Interesting, and I have taken chemistry courses so I know basic safety precautions with dangerous stuff
I’m sure there’s someone selling it on eBay, but I thought it was virtually impossible to get lab chemicals in the US, not because it was illegal, but because no one would sell it to you unless you had a real business.

Alum dissolved in water also works, but probably more slowly. Quite a bit safer, though. I dissolved a broken tap in aluminum with this method.

It also makes nice hexagonal crystals if you let the alum solution evaporate.

Short term, a lefthanded drill and an easy-out would be preferred. If you can center punch the broken screw end and align yourself perpendicular to a flat face on the aluminum, your hole will not touch the aluminum. The action of center punching may also break some of the corroded bond between the screw and the aluminum. If the aluminum is something that can flex, even of only slightly (and what can’t?), then flexing it back and forth for a while may also disrupt the bond. Also, heating the entire assembly would help, because the aluminum will expand more than the steel and will increase the gap between them (aluminum has a higher coefficient of thermal expansion).

Word.
How big is the aluminum that contains the screw? Are you handy with a drill press?
Do you know any machinists? A machinist will drill that out in no time. If drilled carefully, the existing threads can be preserved, but a helicoil replacement is a great idea.

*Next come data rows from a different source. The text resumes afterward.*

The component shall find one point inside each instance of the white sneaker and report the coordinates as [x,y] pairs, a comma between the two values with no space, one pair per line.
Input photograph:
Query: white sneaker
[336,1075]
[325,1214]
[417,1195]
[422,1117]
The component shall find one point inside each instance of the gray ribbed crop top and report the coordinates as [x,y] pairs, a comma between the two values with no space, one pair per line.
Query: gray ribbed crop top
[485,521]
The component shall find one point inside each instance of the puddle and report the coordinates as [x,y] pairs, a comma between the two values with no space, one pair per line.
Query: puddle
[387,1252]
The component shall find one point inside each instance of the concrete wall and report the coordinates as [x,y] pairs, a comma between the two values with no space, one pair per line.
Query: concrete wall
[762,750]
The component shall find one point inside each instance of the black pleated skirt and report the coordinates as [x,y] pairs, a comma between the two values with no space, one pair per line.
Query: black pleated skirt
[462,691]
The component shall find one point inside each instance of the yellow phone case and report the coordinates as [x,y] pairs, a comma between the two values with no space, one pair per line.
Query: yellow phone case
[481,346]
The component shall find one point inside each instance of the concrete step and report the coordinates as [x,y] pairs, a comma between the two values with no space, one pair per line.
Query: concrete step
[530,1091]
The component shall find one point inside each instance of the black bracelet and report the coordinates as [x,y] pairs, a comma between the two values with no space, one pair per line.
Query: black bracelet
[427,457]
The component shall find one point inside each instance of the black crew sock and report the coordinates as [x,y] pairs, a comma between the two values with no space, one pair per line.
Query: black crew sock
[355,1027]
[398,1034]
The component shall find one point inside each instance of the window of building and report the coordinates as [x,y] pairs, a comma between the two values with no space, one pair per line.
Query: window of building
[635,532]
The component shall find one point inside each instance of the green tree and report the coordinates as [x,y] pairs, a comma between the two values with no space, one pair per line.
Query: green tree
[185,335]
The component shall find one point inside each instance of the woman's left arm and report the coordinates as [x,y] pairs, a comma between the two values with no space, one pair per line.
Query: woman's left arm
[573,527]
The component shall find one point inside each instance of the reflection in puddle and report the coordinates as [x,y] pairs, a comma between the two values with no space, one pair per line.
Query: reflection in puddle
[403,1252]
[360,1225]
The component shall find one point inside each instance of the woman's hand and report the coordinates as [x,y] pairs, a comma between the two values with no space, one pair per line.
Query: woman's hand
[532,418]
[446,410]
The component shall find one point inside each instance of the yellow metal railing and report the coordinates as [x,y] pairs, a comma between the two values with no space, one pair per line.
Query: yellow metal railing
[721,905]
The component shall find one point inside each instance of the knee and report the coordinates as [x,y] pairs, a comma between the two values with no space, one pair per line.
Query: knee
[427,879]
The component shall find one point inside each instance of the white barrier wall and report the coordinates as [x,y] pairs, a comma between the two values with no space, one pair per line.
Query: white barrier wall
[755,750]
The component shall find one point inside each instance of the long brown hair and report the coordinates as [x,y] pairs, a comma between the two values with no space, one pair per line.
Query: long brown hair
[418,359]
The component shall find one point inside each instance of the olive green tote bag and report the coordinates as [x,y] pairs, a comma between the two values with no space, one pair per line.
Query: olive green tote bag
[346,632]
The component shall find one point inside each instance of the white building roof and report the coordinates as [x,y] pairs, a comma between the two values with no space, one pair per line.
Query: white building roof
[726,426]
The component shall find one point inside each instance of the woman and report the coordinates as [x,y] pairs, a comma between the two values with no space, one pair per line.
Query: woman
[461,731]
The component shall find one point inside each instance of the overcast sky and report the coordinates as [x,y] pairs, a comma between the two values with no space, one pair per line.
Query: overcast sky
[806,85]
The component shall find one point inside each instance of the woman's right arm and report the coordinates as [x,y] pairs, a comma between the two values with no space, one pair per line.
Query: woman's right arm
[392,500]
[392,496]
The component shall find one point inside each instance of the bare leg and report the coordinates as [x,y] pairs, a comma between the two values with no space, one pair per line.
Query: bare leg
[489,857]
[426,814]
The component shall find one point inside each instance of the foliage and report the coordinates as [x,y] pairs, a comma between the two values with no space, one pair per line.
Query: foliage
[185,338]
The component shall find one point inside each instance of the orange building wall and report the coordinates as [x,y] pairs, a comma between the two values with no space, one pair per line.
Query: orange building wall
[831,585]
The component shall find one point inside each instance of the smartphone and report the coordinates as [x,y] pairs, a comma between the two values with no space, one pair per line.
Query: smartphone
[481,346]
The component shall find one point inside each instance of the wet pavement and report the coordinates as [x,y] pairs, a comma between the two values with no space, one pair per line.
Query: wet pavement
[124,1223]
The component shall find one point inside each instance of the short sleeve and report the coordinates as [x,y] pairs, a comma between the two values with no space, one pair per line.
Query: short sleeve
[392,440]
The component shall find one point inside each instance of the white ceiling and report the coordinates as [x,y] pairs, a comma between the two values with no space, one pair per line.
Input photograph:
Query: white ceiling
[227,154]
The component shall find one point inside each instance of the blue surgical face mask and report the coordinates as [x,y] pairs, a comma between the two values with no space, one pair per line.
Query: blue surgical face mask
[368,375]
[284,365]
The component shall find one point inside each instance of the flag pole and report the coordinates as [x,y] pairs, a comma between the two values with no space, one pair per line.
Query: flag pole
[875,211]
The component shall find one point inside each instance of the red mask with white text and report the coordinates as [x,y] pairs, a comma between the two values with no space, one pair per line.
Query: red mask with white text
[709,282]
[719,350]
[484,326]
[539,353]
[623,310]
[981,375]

The aluminum is an about 1 foot square frame, the screws are in the corners so I don’t think I could flex it and there is paint on the outside that needs to be preserved. They’re like #8 screw.

I do know a machinist / metal workers who’s currently restoring another project for me. I own a hand drill but not a drill press.

I do have the proper safety equipement to work with acid left over from my college chemistry class days. I noticed concrete etcher is 15% nitric acid, would that be strong enough? Does an alum solution have to be heated to work, I did some searching and it seems you need to boil it.

It doesn’t need to boil but it should be heated. I’d guesstimate that 150 F would be sufficient. The hotter it is the faster it works, but if you’re in no hurry you can just leave it overnight or whatever. Just make sure the water doesn’t evaporate away.

1 foot square is kinda big as far as common household glassware goes, but maybe you could dip one edge in the solution at a time (using a glass baking dish or some such–over a foot long but less than a foot wide).

This. I do it all the time on the job.

Heating the aluminum may help, if you can. The hole will get wider faster than the steel bolt. Once heated an Easy-Out should work well. Assuming you don’t have to rethread or use a Heli-coil, you should get a fine threaded bolt to replace it, and use oil or Loc-Tite as needed to make it less or more removeable in the future, and protect from corrosion.

The OP said it is a #8 screw which would indicate a sheet metal type screw not a machine screw. So unless he can convert to a machine screw, heli coils are off the table.
#8 is kind of small and I doubt that even with my rather extensive collection of easy out I have one small enough to fit.
If the material is thick enough it could be drilled almost the full depth using a drill press then either use a larger sheet metal screw (#12?) or use a blind hole tap and use a machine screw.

You can carve a slot with a dremmel cutoff blade for a screw driver then jostle the screw around with a hammer and center punch/small chisel till it gets loose enough to unscrew.

Drill it out and use screw extractor best method.